Artemis is a multiplayer, multi-computer networked game for Windows. Artemis simulates a spaceship bridge by networking several computers together. Unlike many networked multi-player games, Artemis was designed to be played by 3-6 players together in one room.
In Artemis, one computer is the main screen, while the others serve as one of the five workstations (Helm, Communication, Engineering, Science, and Weapon Control). Working together as a bridge crew, the players warp around the sector, protecting space stations from a multitude of alien ships. Once the Artemis has expended its torpedoes and energy, the crew can replenish the ship by docking with a space station.
There are three different enemy races, and each race has three classes of ships (Cruiser, Battleship, and Dreadnought). Most ships (including the Artemis) have forward firing arcs for all weapons, but the dreadnoughts have rear-facing beams, too. There are space minefields you can lead your enemies into; an expert Helms officer might even navigate through them safely.
There are also nebulae in the game. Enemies in nebulae don't show on the LRS or tactical views, but you can also hide from enemies in them, and perform sneak attacks.

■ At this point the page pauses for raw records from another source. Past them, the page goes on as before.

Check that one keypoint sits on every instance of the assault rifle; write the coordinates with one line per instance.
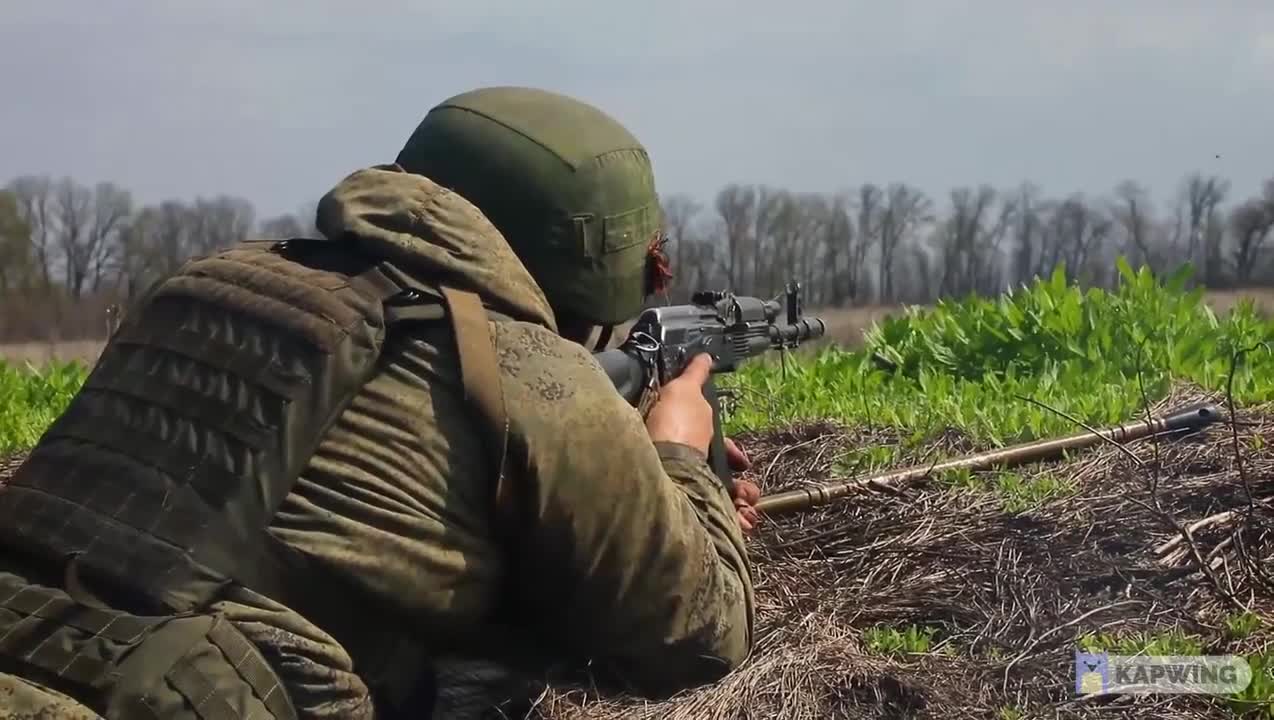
(730, 328)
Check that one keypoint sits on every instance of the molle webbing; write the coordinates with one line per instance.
(168, 465)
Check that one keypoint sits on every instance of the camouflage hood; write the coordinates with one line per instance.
(431, 232)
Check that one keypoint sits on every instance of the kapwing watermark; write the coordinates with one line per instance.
(1145, 674)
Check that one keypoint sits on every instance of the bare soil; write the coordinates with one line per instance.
(1007, 593)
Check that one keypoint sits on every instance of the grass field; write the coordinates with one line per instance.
(967, 594)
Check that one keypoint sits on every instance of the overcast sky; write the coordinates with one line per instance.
(275, 101)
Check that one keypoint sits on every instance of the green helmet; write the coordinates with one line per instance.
(570, 187)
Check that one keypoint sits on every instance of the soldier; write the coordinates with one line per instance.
(379, 474)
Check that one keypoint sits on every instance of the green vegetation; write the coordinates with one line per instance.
(32, 398)
(1096, 356)
(1165, 642)
(910, 640)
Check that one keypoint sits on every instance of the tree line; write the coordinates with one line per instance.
(69, 250)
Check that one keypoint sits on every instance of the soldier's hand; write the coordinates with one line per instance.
(682, 414)
(745, 493)
(745, 496)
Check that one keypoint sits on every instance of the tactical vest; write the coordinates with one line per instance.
(166, 469)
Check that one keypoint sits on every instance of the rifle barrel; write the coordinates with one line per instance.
(1190, 418)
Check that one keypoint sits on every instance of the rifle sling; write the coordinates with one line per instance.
(479, 372)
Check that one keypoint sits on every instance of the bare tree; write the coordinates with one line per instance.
(737, 207)
(73, 207)
(112, 208)
(1131, 209)
(1202, 196)
(15, 256)
(679, 213)
(219, 223)
(1251, 224)
(36, 208)
(905, 212)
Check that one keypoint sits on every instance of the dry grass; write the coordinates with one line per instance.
(43, 353)
(1005, 593)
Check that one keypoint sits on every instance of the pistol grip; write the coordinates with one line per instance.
(716, 449)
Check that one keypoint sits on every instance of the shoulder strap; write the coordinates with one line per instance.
(479, 372)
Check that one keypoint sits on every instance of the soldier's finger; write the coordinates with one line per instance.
(698, 370)
(735, 456)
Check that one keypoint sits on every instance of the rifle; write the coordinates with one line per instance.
(1182, 421)
(730, 328)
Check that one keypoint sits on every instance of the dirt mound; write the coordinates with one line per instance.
(1005, 594)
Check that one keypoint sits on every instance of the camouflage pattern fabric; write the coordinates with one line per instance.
(26, 700)
(617, 552)
(623, 553)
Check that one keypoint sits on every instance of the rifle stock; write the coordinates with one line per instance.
(1185, 419)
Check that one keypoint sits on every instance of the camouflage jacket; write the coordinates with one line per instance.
(622, 553)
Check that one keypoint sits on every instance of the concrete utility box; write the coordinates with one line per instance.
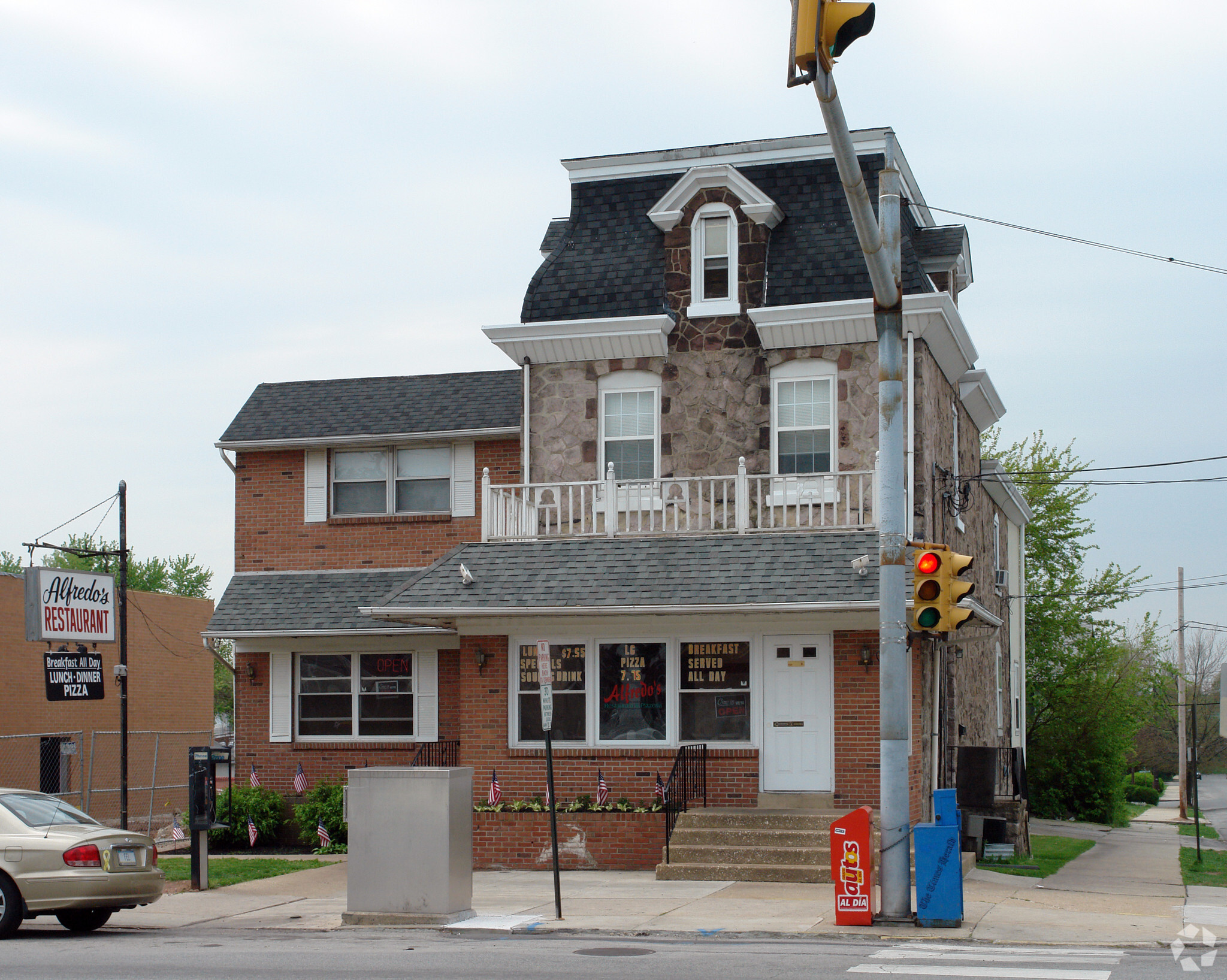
(410, 845)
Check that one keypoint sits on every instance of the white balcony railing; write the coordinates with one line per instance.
(742, 503)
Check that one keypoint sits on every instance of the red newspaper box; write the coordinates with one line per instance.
(852, 867)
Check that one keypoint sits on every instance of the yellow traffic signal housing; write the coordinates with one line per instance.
(936, 590)
(829, 26)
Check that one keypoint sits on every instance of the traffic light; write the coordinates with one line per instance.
(831, 26)
(936, 590)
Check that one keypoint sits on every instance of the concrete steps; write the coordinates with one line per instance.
(751, 845)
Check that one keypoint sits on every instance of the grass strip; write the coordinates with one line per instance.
(1050, 854)
(1213, 869)
(223, 871)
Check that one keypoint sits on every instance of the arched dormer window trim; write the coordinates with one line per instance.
(714, 280)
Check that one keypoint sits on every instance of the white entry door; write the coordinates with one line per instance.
(799, 714)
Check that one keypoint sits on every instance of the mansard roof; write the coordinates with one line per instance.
(355, 409)
(608, 261)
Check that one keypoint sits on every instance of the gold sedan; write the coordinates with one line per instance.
(56, 860)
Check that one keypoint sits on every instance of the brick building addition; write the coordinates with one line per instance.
(675, 487)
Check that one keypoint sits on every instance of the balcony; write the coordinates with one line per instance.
(736, 504)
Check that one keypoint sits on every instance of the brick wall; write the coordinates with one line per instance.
(602, 842)
(270, 534)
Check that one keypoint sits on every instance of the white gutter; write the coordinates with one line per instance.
(385, 440)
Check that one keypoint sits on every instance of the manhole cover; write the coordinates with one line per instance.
(615, 951)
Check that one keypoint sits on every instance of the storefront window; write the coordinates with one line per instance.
(567, 663)
(714, 692)
(632, 692)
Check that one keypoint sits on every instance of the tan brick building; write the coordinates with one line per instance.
(672, 490)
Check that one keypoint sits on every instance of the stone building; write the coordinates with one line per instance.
(673, 488)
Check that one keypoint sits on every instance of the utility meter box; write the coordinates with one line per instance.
(940, 865)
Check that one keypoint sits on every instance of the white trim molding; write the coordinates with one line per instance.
(981, 399)
(557, 341)
(932, 317)
(755, 205)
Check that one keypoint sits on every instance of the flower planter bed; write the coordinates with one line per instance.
(587, 842)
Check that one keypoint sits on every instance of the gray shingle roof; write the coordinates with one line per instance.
(610, 261)
(303, 601)
(378, 406)
(648, 572)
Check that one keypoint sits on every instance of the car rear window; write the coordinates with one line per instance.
(36, 810)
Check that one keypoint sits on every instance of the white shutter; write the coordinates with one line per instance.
(280, 695)
(464, 470)
(426, 686)
(316, 486)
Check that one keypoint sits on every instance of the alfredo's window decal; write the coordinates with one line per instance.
(632, 692)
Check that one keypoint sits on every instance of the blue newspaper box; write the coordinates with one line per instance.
(940, 865)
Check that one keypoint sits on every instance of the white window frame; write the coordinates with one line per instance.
(627, 383)
(673, 686)
(391, 481)
(418, 693)
(729, 306)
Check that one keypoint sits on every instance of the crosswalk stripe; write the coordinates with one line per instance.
(1010, 956)
(1005, 973)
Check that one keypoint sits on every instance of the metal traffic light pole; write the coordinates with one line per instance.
(880, 243)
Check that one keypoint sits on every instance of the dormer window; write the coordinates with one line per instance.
(714, 263)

There are space anomalies that only the science officer can detect. She can guide the Artemis to pick up valuable energy from these bits of space junk. The Comms officer can ask for an enemy's surrender, which they MIGHT do. If you run out of energy in the middle of nowhere, your engineer can convert a torpedo into extra energy to help you get back to the station. The engineer can also shunt power between Artemis's systems, strengthening the forward shield during a head-on attack. All of these things can be tuned so you play the mission you want to play.
"I love Star Trek, so I made this game that appeals to Star Trek fans.
Long ago, when my buddies and I all had Commodore64s (like, 25 years ago), I had an idea. I could link our computers together and play a game like the Star Trek bridge. One machine would run the simulation and the "main screen". Each other machine would be a bridge station, like Helm, Science, or Weapons. That idea has lain dormant in my brain for a very long time, but recently my muse told me "Make it. Now." So I finally did.
I always envisioned that, while the players all work together, one player plays the Captain. The captain sits in the middle, doesn't have a workstation, and tells everyone what to do. My testers really enjoyed this aspect, because the Star Trek shows have already taught us all how to behave on a ship's bridge. Every crew is different, but they all have fun working together to save the quadrant."
- Thom Robertson
About Thom Robertson:
"I'm a veteran game developer, and since leaving my last industry job in 2003, I've been a full-time indie game developer. I've made and sold several PC games, 3 Iphone games, and once ran a MMORPG called Blade Mistress. Basically, I'm lucky enough to follow my muse, and make the games I feel like making."